Vaccines, like many medicines, are finicky. To stay safe, they need to be stored in very specific conditions. Give them too much heat or too much light, and they can become ineffective. The current need to refrigerate vaccines makes them difficult to safely transport and distribute. Because of this, areas with improper health infrastructure see drastically lower vaccination rates.
In an attempt to make vaccines safer and more accessible, a team of researchers at McMaster University came up with a cheap and effective method for storing vaccines at room temperature.

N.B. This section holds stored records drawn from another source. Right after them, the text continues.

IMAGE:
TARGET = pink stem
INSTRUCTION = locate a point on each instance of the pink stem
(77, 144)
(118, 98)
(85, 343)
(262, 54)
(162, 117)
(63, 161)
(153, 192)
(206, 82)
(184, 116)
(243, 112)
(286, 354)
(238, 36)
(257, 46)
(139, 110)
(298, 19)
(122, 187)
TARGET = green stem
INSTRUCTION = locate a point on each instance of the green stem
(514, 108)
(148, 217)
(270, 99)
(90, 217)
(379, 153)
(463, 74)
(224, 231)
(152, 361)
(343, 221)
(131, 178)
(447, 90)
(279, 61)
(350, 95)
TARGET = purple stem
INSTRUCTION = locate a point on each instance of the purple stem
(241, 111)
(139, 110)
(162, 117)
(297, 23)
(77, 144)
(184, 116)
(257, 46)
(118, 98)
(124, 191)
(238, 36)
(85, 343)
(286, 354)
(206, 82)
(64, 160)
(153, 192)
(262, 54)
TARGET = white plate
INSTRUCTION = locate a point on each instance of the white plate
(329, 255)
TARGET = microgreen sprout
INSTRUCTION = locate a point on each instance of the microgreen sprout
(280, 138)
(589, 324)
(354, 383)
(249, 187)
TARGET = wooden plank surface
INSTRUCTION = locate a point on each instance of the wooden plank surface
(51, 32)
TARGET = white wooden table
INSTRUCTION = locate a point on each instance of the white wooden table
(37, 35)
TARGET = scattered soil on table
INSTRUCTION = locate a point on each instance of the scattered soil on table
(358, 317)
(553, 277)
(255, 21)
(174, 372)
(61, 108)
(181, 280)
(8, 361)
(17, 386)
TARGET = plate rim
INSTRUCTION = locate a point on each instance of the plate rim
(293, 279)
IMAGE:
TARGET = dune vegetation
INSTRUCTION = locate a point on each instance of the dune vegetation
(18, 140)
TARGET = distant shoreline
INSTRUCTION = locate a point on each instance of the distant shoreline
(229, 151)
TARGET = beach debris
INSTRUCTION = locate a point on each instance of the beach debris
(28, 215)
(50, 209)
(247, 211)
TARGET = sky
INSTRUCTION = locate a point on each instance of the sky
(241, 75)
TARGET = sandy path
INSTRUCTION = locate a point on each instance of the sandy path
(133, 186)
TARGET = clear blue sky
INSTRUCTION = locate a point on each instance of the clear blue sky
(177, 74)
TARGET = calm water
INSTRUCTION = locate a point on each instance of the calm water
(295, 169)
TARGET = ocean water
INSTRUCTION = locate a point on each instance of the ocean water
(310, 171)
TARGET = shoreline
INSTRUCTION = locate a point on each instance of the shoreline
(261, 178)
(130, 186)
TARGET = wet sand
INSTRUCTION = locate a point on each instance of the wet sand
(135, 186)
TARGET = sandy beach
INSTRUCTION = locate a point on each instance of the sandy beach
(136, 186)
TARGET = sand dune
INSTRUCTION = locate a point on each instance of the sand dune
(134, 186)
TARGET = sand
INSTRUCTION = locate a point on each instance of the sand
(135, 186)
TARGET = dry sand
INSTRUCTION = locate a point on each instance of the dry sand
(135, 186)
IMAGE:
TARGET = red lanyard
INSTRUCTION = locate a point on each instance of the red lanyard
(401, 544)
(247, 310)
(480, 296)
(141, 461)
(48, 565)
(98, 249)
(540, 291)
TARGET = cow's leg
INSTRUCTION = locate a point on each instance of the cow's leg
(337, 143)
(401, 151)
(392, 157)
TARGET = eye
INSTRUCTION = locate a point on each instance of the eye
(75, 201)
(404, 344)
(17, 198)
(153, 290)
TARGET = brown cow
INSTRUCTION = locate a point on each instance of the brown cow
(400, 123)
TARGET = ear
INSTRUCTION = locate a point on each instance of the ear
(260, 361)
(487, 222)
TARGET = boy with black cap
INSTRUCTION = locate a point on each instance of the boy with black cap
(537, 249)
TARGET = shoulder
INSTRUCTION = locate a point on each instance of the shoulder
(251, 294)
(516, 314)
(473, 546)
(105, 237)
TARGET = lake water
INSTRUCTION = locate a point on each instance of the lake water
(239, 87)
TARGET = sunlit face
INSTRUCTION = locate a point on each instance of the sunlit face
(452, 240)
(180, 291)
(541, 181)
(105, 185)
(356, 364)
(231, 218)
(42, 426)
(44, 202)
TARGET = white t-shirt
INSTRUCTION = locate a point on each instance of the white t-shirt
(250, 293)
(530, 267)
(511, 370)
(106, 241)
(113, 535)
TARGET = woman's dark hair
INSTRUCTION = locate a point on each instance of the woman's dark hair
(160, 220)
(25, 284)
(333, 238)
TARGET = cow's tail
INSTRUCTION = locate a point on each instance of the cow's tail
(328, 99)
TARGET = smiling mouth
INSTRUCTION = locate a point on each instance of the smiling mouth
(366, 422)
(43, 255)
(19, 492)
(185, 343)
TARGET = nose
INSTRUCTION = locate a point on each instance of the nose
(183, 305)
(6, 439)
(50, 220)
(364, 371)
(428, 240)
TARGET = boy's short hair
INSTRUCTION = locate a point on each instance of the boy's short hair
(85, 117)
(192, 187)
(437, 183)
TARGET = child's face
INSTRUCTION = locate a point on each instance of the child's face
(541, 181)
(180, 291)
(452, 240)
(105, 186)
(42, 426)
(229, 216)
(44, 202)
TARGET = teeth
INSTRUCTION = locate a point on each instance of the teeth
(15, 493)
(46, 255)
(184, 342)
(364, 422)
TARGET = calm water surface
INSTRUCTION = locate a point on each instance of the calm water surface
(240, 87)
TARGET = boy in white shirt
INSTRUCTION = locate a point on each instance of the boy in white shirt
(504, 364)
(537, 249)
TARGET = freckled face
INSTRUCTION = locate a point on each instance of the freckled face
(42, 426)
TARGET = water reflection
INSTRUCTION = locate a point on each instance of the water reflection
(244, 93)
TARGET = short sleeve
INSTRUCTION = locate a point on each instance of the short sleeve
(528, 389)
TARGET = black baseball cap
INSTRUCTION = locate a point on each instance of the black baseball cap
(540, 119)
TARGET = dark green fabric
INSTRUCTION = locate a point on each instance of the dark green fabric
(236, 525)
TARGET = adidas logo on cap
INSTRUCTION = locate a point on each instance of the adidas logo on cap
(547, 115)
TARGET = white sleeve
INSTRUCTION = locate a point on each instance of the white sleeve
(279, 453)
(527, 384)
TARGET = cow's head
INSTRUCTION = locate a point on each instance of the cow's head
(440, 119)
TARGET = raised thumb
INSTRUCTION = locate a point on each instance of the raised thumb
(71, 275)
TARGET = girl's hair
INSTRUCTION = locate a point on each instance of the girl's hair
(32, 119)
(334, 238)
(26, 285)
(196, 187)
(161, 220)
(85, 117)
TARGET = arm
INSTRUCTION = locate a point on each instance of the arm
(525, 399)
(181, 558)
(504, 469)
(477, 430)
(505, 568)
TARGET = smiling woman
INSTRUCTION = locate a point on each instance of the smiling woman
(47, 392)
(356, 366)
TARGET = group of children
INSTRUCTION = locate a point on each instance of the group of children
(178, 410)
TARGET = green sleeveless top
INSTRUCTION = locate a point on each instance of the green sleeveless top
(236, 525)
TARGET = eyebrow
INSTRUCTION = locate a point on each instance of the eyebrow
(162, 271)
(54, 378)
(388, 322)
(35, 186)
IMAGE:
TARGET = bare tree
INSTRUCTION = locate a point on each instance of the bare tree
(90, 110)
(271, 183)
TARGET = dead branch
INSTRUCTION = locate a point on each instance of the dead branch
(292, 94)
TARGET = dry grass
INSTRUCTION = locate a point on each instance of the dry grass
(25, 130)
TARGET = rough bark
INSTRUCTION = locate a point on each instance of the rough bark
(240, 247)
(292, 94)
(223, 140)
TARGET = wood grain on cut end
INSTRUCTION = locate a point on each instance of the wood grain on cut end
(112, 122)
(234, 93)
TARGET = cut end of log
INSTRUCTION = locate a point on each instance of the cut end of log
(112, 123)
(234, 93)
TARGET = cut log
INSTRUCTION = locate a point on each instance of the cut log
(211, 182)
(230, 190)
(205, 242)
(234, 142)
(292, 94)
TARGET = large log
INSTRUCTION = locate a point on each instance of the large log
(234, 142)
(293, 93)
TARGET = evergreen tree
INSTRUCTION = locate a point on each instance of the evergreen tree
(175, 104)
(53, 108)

By preserving the vaccination in something called a “sugar film,” vaccines survive as long as three months at 104 degrees Fahrenheit!
The researchers were thrilled to find that, while testing the higher-temperature “sugar film” treated vaccines on mice, they were just as effective as the refrigerated vaccines.
The McMaster scientists are only one of many groups trying to make vaccines safer, cheaper, and more accessible to people around the world. For example, last year, a group of researchers managed to genetically engineer a vaccine that naturally kept itself safe at higher temperatures without adding any other chemicals.
Meanwhile, other groups have tried to identify affordable and efficient preservatives to increase the shelf-life of vaccines. What makes the McMaster research promising, though, is the fact that its ingredients are cheap and already FDA-approved. This means their “sugar-film” method could be a lot more affordable and easier to implement in the near future.